– Помогите! – заорал я. – Папа! Доктор Лезандер! Помогите, скорее!
Спина Бунтаря внезапно сильно изогнулась. Мне пришло в голову, что его истерзанный позвоночник не выдержит подобной нагрузки и сломается. Послышался странный шелест, похожий на шуршание семян в сосуде из высушенной и выдолбленной тыквы. После этого тело Бунтаря забилось в конвульсиях, он упал на бок и больше не двигался.
В комнату вбежал доктор Лезандер, следом за ним – отец.
– Отойди от него, – приказал доктор и положил руку на грудь собаки.
Потом он достал стетоскоп и послушал сердце Бунтаря. Приподнял веко здорового глаза собаки: тот закатился наверх, так что оставался виден только белок.
– Держись, приятель, – шепнул отец и взял меня за плечи обеими руками. – Нужно держаться.
– Ну что ж, – проговорил наконец доктор Лезандер, – думаю, что подписывать ничего уже не придется.
– Нет! – выкрикнул я. – Нет! Папа, нет!
– Пойдем домой, Кори.
– Но, папа, я же
– Кори. – Голос доктора Лезандера был тих, но тверд.

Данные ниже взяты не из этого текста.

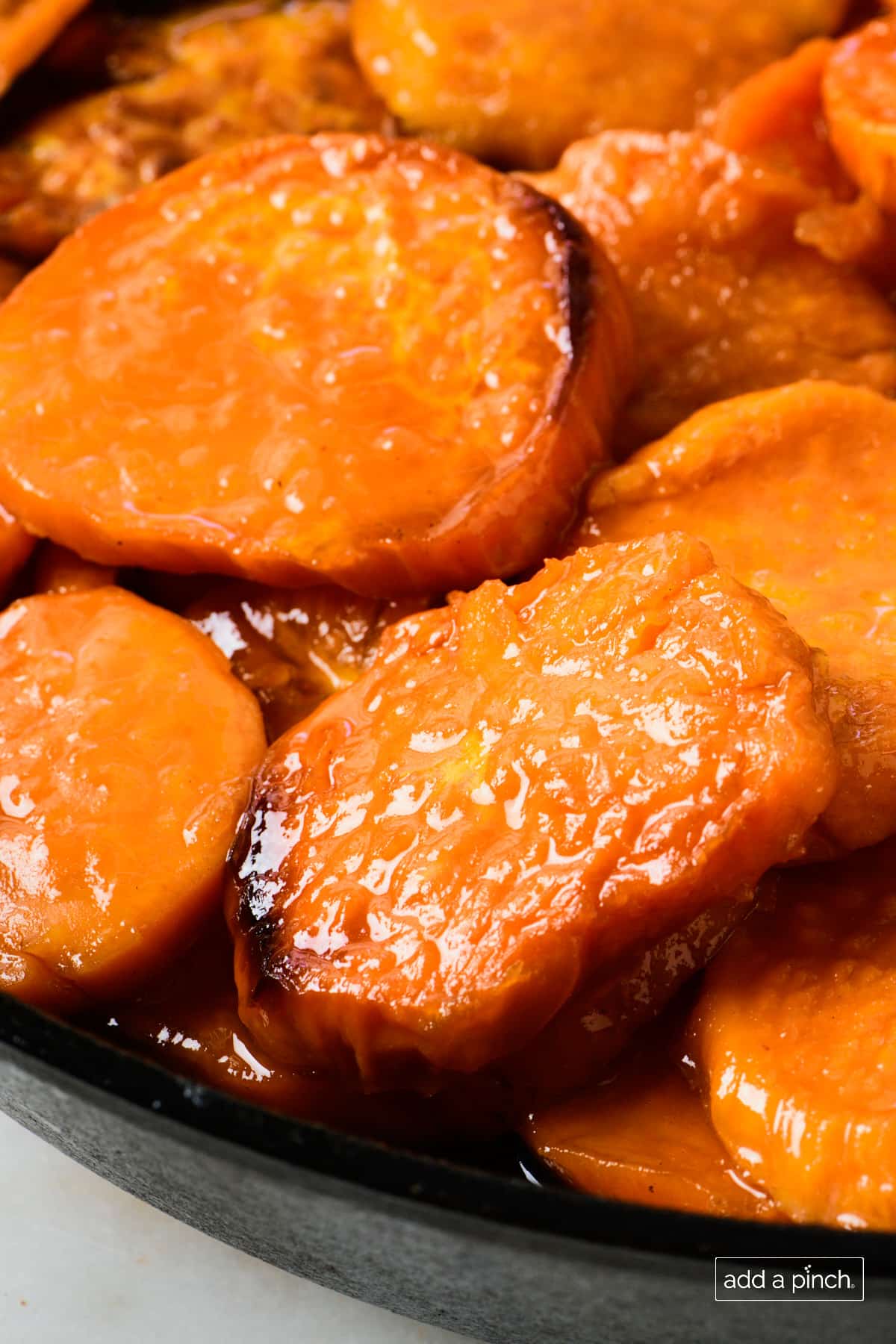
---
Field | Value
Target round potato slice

Я взглянул на него сквозь пелену горячих слез.
– Бунтарь…
Кто-то чихнул.
Мы все вздрогнули – звук оказался настолько неожиданным и громким, словно в гулком, выложенном кафелем помещении прозвучал взрыв. Потом кто-то тяжело и хрипло вздохнул.
Бунтарь привстал, из его ноздрей сочилась кровь и пена. Здоровый глаз метался по сторонам, он тряс своей ужасной головой, будто хотел стряхнуть с себя долгий тяжкий сон.
– Мне казалось, он… – начал было отец.